Hello, Snowball developers team!
I work in developing translation software. We use snowball algorithms in our product to find inflected forms of terms in texts. We have gathered feedback from our customers on German stemming algorithm and developed some changes.
Example (word - stem by Snowball demo - stem by customized algorithm): Förderer - ford - ford Förderers - forder - ford Förderern - ford - ford
-erinnen is replaced with -erin
There are already some discussions on feminine endings in German (#153, #85). We have opted out to let our customers to decide themselves how a gendered word in German should be translated to a different language. Our addition to the algorithm simply provides a way to stem plural feminine nouns and singular feminine nouns in the same manner.
Example (word - stem by Snowball demo - stem by customized algorithm): Politikerin - politikerin - politikerin Politikerinnen - politikerinn - politikerin
Example (word - stem by Snowball demo - stem by customized algorithm): morgenstern - morgen - morgen morgensterne - morgenstern - morgen
That change does lead to ocassional overstemming.

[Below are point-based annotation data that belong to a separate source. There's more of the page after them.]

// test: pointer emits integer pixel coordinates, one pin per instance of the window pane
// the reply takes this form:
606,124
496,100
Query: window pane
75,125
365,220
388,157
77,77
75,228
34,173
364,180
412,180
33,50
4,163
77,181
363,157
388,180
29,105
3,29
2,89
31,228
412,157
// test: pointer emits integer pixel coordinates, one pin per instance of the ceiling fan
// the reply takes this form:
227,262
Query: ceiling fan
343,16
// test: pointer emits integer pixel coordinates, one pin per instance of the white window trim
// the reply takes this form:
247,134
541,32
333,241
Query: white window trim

However, the word "systems" is often used in the CS and engineering terminology, so it is crucial for our customers to find words like "...system" when searching for "...systems".
Example (word - stem by Snowball demo - stem by customized algorithm): system - syst - syst systems - system - syst
Example (word - stem by Snowball demo - stem by customized algorithm): artikel - artikel - artikel artikeln - artikeln - artikel
We have implemented those changes (including updating word lists), so if after discussion you find changes (or some of them) useful, I can create a PR.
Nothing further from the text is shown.